Preparation And Characterization Of Diameter-graded And Multi-branched Nanowires

One-dimensional nanomaterials have received considerable attention over the past decade because of their novel physical and chemical properties and potential applications in future nanodevices. It is well known, however, that the property of nanomaterials is heavy dependent with its shape, so how to control the shape of nanomaterials becomes a hot topic in material research field at present. As one of the useful means in the shape control of one-dimensional nanomaterials, anodic alum -inum oxide (AAO) templates have received widely attention. In this paper, we pay considerable attention to the shape controlling of metal nanowires based on AAO templates, and then develop the template-synthesis method for fabricating nanowires with different shapes.1)We have extended the functions of the AAO template to fabricate graded and multi-branched nanochannels. The AAO template with a graded pore diameter was prepared through gradually changing the anodic voltage during an anodization in 0.3M sulfuric acid or oxalic acid. While the AAO templates with various branched pores were prepared through one- to multi-step varying the anodic voltage by a factor of 1/ 2 during an anodization of aluminum in 0.3M oxalic acid.2)Based on the templates with a graded pore diameter, several graded metal nanowires (i.e.
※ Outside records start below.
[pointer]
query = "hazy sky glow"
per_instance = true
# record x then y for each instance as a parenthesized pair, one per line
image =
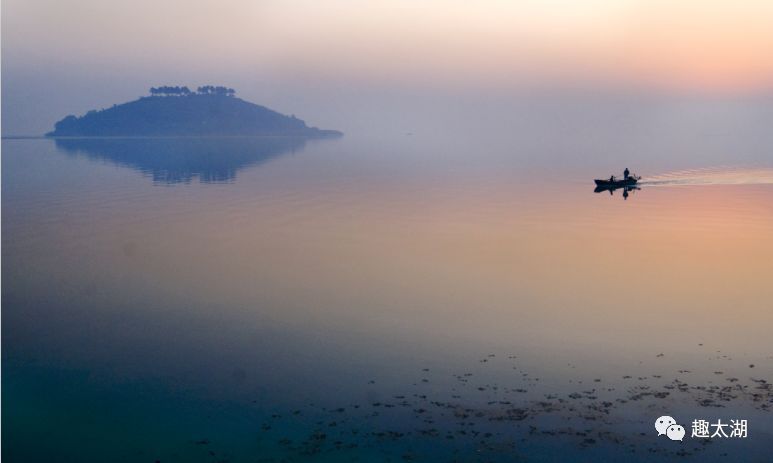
(719, 46)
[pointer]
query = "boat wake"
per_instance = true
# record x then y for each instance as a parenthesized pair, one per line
(722, 175)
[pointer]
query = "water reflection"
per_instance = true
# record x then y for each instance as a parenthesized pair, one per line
(181, 160)
(627, 189)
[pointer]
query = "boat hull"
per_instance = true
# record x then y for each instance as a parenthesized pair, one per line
(617, 183)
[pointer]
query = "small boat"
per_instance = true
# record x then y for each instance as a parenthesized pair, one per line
(617, 183)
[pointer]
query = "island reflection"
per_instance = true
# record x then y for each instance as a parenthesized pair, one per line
(181, 160)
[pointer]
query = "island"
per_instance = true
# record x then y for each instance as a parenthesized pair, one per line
(178, 111)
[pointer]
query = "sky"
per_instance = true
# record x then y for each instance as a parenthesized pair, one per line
(338, 62)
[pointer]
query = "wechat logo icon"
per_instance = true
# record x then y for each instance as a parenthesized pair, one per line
(666, 425)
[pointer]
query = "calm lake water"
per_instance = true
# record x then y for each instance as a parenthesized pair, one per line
(396, 298)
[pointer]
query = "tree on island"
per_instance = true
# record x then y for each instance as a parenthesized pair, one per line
(167, 90)
(212, 90)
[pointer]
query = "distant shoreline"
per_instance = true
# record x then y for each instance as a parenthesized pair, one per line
(119, 137)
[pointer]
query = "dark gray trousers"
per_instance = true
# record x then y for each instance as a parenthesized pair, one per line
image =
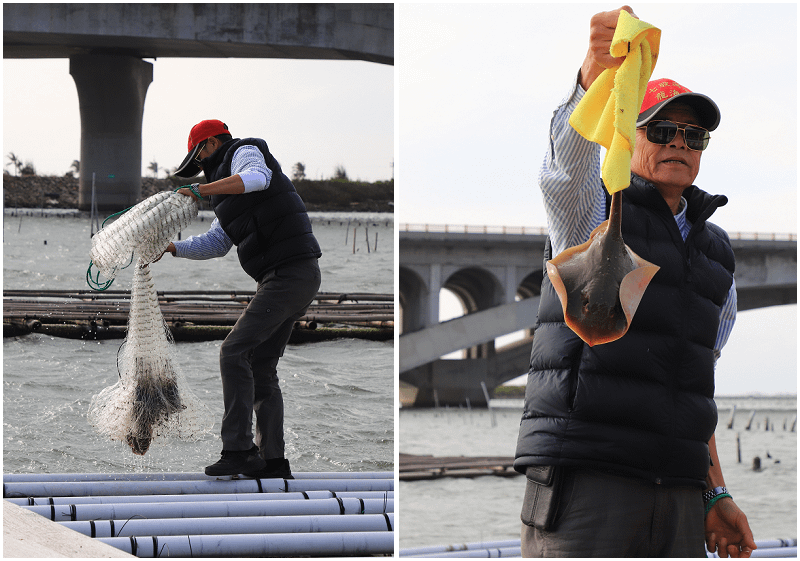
(603, 515)
(250, 353)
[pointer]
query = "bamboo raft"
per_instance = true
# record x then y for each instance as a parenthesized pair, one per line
(413, 468)
(191, 315)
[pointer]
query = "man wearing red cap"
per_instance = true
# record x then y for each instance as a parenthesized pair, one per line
(259, 211)
(617, 440)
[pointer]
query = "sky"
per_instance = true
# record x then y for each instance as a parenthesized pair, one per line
(478, 85)
(324, 114)
(461, 120)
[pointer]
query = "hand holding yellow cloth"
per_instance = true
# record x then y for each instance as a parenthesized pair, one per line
(607, 113)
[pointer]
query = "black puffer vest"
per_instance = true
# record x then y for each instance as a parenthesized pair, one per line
(643, 405)
(269, 227)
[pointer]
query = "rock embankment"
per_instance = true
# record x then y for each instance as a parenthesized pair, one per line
(33, 191)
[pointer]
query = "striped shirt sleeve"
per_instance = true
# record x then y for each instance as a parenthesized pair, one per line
(248, 162)
(574, 198)
(214, 243)
(570, 180)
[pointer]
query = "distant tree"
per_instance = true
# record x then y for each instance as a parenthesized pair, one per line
(340, 173)
(298, 171)
(28, 169)
(14, 161)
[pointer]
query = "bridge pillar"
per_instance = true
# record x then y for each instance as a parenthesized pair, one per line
(111, 92)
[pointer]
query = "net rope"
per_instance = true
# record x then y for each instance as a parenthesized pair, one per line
(151, 399)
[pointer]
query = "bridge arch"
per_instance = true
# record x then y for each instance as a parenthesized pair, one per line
(414, 294)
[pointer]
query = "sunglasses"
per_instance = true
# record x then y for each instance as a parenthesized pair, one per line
(662, 132)
(197, 156)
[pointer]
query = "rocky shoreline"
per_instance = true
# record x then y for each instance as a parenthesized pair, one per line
(33, 191)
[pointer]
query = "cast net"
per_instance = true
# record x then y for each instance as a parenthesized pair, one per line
(151, 398)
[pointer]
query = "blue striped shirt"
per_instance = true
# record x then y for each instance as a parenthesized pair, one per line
(248, 162)
(575, 200)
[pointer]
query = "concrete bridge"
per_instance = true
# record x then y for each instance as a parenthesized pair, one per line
(107, 42)
(496, 274)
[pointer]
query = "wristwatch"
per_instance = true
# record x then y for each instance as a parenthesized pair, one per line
(711, 493)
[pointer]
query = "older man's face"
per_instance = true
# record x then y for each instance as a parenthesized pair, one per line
(671, 167)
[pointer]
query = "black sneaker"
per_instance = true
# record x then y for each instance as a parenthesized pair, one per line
(234, 462)
(277, 468)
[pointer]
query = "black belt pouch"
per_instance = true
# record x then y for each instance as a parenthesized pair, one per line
(541, 496)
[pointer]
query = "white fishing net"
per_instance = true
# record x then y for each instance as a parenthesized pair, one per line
(151, 398)
(146, 230)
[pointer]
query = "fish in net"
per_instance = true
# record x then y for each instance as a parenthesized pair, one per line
(151, 398)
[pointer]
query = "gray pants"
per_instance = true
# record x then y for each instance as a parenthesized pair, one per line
(250, 353)
(602, 515)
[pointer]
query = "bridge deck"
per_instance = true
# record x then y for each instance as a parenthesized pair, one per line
(414, 467)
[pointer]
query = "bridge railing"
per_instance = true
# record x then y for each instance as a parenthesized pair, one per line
(541, 230)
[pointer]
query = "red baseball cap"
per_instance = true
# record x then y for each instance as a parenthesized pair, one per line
(662, 92)
(200, 132)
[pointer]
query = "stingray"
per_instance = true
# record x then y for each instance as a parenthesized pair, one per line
(601, 282)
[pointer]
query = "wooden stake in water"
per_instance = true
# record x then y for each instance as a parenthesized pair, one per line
(738, 449)
(489, 403)
(730, 421)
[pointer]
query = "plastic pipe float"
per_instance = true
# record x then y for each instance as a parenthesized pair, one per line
(204, 509)
(41, 501)
(180, 476)
(237, 525)
(251, 545)
(105, 488)
(194, 515)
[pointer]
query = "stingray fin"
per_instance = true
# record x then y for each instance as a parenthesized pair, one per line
(632, 287)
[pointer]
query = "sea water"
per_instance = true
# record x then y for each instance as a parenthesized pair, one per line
(463, 510)
(339, 395)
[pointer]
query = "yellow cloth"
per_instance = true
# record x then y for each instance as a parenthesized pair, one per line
(607, 113)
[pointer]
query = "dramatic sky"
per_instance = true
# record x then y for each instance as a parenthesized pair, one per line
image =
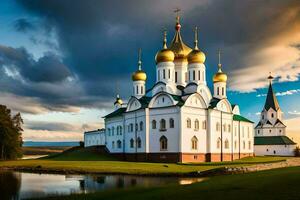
(62, 60)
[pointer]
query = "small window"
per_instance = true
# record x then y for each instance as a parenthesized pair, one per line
(204, 125)
(163, 143)
(153, 124)
(194, 143)
(196, 125)
(119, 144)
(141, 126)
(171, 123)
(139, 142)
(226, 144)
(131, 143)
(219, 143)
(188, 123)
(162, 124)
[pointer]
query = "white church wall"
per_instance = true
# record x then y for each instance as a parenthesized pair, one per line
(172, 134)
(274, 150)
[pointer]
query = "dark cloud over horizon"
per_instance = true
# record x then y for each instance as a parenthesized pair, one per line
(99, 42)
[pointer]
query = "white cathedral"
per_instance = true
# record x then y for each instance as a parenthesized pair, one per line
(270, 132)
(178, 119)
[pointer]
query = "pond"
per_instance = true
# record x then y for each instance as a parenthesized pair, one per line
(21, 185)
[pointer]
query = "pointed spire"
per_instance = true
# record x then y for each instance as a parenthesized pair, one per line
(140, 59)
(271, 100)
(177, 26)
(219, 64)
(196, 38)
(165, 40)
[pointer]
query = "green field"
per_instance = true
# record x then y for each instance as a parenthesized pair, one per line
(88, 160)
(273, 184)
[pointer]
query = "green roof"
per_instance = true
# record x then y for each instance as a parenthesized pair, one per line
(273, 140)
(117, 112)
(241, 118)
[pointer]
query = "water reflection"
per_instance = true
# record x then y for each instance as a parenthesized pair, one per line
(19, 185)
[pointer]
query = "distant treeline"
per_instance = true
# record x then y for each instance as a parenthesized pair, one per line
(10, 134)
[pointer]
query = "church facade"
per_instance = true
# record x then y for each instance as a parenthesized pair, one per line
(270, 132)
(178, 119)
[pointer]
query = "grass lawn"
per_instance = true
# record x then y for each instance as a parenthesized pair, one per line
(81, 160)
(274, 184)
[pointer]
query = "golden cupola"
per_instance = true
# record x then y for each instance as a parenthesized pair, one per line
(164, 55)
(220, 76)
(196, 56)
(139, 75)
(118, 101)
(180, 49)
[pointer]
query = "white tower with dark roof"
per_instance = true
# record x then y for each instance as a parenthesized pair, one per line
(270, 132)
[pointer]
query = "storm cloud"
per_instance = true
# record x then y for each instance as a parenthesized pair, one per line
(98, 41)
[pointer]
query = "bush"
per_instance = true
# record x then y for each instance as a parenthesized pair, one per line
(297, 152)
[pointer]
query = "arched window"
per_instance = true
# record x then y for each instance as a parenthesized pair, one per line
(224, 127)
(188, 123)
(218, 126)
(194, 143)
(204, 125)
(131, 127)
(194, 78)
(141, 126)
(171, 121)
(163, 143)
(197, 124)
(139, 142)
(153, 124)
(131, 143)
(119, 144)
(226, 144)
(162, 124)
(113, 144)
(219, 143)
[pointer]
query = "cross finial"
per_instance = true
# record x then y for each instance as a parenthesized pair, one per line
(196, 38)
(270, 77)
(140, 59)
(165, 39)
(177, 10)
(219, 55)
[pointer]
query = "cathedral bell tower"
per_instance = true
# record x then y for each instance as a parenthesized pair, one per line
(139, 79)
(220, 79)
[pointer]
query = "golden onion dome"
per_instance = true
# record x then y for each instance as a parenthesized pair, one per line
(196, 56)
(164, 55)
(118, 101)
(139, 75)
(219, 76)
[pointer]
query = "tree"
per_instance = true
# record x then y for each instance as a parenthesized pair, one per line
(10, 134)
(297, 152)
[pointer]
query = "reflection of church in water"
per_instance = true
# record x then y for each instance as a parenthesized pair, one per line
(178, 119)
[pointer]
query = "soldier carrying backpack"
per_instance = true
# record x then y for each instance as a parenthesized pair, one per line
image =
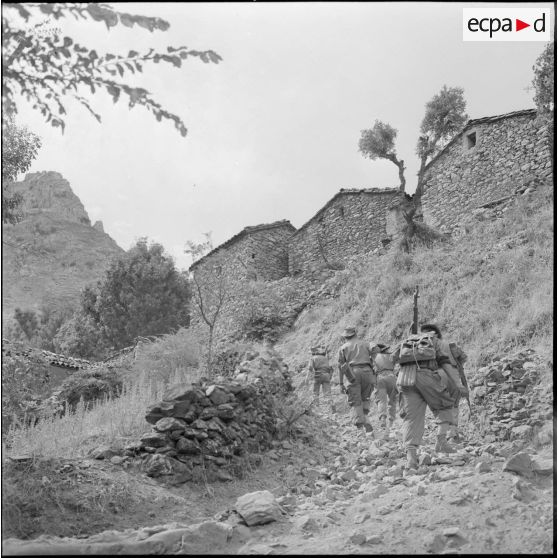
(424, 379)
(386, 390)
(319, 366)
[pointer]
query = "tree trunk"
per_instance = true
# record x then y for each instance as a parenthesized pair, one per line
(210, 349)
(401, 166)
(418, 191)
(402, 181)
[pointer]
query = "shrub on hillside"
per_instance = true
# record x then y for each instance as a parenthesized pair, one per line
(89, 385)
(142, 294)
(228, 358)
(23, 385)
(268, 310)
(81, 337)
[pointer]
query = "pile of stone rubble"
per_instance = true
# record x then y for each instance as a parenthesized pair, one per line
(511, 400)
(208, 430)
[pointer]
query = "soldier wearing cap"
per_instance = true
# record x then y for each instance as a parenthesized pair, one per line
(386, 389)
(319, 366)
(356, 364)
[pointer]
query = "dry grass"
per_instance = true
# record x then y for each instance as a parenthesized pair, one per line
(489, 291)
(113, 421)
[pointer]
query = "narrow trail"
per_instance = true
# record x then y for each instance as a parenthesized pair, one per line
(350, 495)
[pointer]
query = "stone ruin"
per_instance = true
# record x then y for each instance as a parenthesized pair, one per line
(209, 429)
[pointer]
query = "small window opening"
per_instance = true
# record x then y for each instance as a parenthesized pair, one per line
(471, 140)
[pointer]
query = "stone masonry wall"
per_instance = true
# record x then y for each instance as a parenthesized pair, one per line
(353, 223)
(260, 253)
(207, 430)
(508, 151)
(257, 255)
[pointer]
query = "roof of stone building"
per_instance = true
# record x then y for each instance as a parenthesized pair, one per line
(244, 232)
(10, 348)
(345, 191)
(484, 120)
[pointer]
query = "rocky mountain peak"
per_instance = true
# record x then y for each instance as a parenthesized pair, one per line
(49, 192)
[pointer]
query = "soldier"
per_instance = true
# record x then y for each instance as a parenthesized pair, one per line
(355, 363)
(457, 359)
(386, 390)
(428, 387)
(319, 366)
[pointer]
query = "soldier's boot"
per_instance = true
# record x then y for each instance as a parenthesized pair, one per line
(442, 444)
(412, 459)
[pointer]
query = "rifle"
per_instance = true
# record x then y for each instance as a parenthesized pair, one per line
(414, 326)
(461, 371)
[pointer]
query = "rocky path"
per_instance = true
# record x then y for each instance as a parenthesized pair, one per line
(351, 496)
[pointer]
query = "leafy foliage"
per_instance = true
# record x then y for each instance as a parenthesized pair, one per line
(81, 337)
(45, 67)
(38, 329)
(27, 321)
(141, 294)
(543, 82)
(445, 116)
(22, 385)
(379, 143)
(19, 149)
(89, 385)
(211, 290)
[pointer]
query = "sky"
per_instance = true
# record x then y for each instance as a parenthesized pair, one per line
(273, 129)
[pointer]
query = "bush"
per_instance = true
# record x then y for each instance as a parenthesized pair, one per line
(24, 383)
(89, 385)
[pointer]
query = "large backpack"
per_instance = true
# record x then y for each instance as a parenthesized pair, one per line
(417, 348)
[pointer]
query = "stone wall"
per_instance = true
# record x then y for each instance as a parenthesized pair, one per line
(353, 222)
(239, 271)
(509, 151)
(256, 253)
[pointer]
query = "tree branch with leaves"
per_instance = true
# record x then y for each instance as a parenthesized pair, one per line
(46, 68)
(445, 117)
(379, 143)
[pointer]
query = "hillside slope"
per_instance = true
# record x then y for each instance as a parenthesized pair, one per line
(54, 251)
(490, 290)
(342, 491)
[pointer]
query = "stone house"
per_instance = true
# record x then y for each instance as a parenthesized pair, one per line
(486, 162)
(255, 253)
(354, 222)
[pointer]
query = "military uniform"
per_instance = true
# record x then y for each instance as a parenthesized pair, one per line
(433, 388)
(457, 358)
(355, 364)
(386, 390)
(319, 366)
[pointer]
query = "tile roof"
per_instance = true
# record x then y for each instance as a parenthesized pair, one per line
(245, 231)
(344, 191)
(484, 120)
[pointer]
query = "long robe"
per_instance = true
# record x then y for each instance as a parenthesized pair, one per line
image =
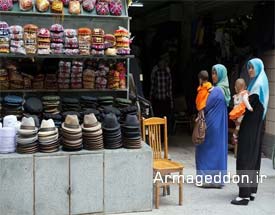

Ag, Fe, and Bi) were achieved by electrochemical deposition. SEM and TEM were used to characterize these nanowires. The results show that these nanowires have obvious graded diameters along the nanowire direction with gradient ranging from about 12 to 31nm for Ag and Fe, and from about 11 to 55nm for Bi. Their high-resolution TEM images show that Ag nanowires and Bi nanowires have single-crystalline structure, and Fe nanowire has polycrystalline structure.3)The corresponding multi-branched Fe nanowires were achieved by electrodepositing Fe into the branched pores of the AAO template used. Selecting area electron diffraction and high-resolution TEM images show that these branched Fe nanowires have a single-crystalline stem with a body-centered cubic lattice and polycrystalline branches.